Elon Musk’s Starlink satellite internet service is already being used by a handful of people across the UK.
The company began rolling out a limited trial last month, it has emerged, after Ofcom granted it a licence in November.
It will compete against providers such as OneWeb, which government investment controversially saved from bankruptcy in November.
Telecom analysts said the competition could help drive down the price of satellite broadband for consumers.
Business Secretary Alok Sharma had to issue a “ministerial direction” to push forward the investment in OneWeb, after civil servants stated their objection, with critics questioning why ministers would invest so much money in what remains a risky venture.
Mr Musk plans to deliver broadband internet around the world, using 42,000 satellites.
His Space X company has launched more than 800 into orbit already and hopes to have 12,000 in the sky by 2026.
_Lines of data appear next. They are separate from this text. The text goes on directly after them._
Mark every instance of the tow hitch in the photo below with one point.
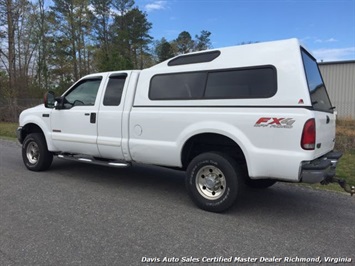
(347, 188)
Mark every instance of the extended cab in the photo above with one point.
(252, 114)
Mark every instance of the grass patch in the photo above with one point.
(8, 130)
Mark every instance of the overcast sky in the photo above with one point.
(327, 27)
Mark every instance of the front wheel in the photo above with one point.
(35, 154)
(213, 181)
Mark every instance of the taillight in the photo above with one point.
(308, 140)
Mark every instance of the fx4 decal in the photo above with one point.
(275, 122)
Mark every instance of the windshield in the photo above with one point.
(319, 96)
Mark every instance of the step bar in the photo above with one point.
(91, 160)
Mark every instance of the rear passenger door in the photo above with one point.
(109, 140)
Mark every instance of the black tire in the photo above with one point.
(213, 181)
(35, 154)
(259, 183)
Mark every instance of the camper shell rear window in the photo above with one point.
(319, 95)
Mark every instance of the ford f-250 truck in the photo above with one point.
(252, 114)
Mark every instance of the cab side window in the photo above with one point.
(114, 90)
(83, 94)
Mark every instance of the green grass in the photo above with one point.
(345, 169)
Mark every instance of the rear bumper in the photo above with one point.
(320, 169)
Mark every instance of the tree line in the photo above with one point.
(50, 46)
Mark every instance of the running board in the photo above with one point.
(78, 158)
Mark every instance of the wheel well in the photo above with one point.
(30, 128)
(207, 142)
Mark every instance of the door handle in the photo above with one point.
(93, 118)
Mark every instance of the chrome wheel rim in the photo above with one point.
(32, 152)
(210, 182)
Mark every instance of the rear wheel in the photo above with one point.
(35, 154)
(213, 181)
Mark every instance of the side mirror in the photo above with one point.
(59, 103)
(49, 99)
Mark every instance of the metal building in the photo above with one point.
(339, 78)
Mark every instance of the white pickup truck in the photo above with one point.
(252, 114)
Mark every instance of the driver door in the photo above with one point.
(74, 126)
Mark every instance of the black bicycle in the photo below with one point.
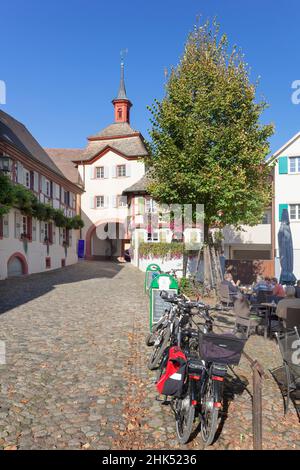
(208, 356)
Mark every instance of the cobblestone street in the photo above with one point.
(76, 373)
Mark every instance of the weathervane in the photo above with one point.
(123, 54)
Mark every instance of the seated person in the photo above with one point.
(261, 285)
(297, 288)
(228, 281)
(290, 301)
(278, 290)
(241, 306)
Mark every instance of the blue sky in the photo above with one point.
(60, 59)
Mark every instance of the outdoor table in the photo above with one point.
(270, 308)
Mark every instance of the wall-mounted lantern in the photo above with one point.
(5, 163)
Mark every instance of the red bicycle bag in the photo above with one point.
(172, 380)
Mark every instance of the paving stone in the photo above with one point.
(76, 368)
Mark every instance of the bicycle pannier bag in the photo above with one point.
(171, 382)
(223, 349)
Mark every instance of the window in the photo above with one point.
(294, 211)
(266, 220)
(294, 164)
(153, 236)
(99, 201)
(24, 226)
(121, 171)
(67, 198)
(100, 172)
(31, 177)
(47, 188)
(151, 205)
(121, 201)
(27, 179)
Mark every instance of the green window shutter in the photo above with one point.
(283, 165)
(281, 207)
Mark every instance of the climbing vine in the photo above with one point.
(161, 250)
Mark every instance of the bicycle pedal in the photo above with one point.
(163, 401)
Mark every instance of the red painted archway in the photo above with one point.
(22, 259)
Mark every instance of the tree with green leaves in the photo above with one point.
(208, 145)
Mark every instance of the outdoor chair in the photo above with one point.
(289, 346)
(245, 325)
(292, 318)
(262, 297)
(224, 295)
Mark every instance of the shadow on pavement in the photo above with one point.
(20, 290)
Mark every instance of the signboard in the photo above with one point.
(157, 304)
(152, 271)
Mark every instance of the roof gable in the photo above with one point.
(282, 149)
(15, 133)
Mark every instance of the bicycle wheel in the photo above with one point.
(151, 337)
(158, 350)
(209, 421)
(185, 415)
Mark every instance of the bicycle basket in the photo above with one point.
(223, 349)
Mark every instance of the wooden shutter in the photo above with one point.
(36, 181)
(283, 165)
(50, 232)
(281, 207)
(5, 219)
(141, 205)
(42, 232)
(53, 234)
(70, 237)
(128, 169)
(20, 173)
(61, 235)
(29, 228)
(17, 225)
(33, 230)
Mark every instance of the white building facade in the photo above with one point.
(287, 196)
(26, 244)
(111, 162)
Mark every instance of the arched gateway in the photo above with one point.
(17, 265)
(106, 240)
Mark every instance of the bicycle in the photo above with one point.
(162, 331)
(202, 392)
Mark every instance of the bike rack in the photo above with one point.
(257, 379)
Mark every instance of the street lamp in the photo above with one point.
(5, 163)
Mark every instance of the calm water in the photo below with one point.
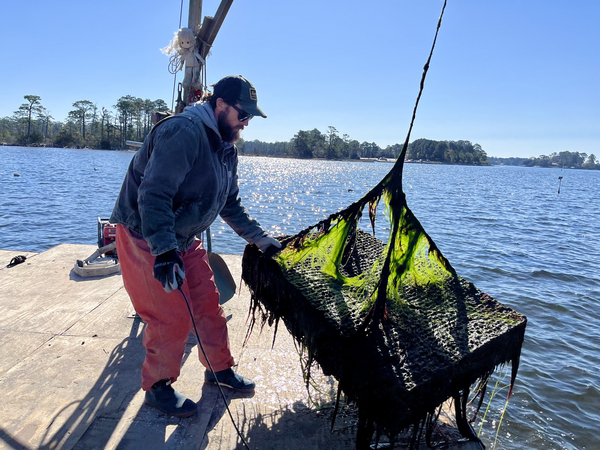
(505, 228)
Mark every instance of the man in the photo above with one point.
(180, 180)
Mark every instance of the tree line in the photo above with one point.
(562, 160)
(330, 145)
(86, 125)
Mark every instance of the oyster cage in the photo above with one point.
(432, 344)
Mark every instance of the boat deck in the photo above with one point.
(70, 358)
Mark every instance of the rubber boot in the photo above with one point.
(162, 396)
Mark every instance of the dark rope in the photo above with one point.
(211, 368)
(16, 260)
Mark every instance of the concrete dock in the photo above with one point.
(70, 359)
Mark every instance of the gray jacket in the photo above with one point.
(179, 181)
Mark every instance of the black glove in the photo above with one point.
(169, 270)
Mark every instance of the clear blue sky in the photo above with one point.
(521, 78)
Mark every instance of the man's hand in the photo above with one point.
(268, 245)
(169, 270)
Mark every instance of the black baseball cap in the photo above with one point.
(236, 89)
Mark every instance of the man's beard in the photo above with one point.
(228, 134)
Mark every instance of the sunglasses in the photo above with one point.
(242, 115)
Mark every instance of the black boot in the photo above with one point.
(164, 397)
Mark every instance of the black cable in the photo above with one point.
(180, 282)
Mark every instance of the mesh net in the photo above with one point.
(392, 322)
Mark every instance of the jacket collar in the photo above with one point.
(205, 112)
Starlink began testing its small satellite dishes, dubbed Dishy McFlatFace, in North America and Canada.
UK consumers will pay £439 for the gear and a further £84 a month to receive Starlink’s broadband.
“The early pricing we’ve seen is probably too high for mass adoption,” telecoms analyst Matthew Howett told BBC News.
“However, the likely competition between Starlink and OneWeb might help it become a more affordable option for consumers.”
Zen Internet founder Richard Tang said the service could also benefit those living in remote areas of the UK.
“It could help to alleviate the UK’s remote-area connectivity issue and support those in the middle of nowhere who can’t get conventional high-speed broadband.”
Last month, MPs warned the government would fail to achieve a target of offering 1Gbps-capable broadband to 85% of the UK by 2025.
Initially, it had aimed for nationwide coverage within five years.
But that targets was scaled back after it emerged only 25% of the promised £5bn funding would be available, at least for the next four years.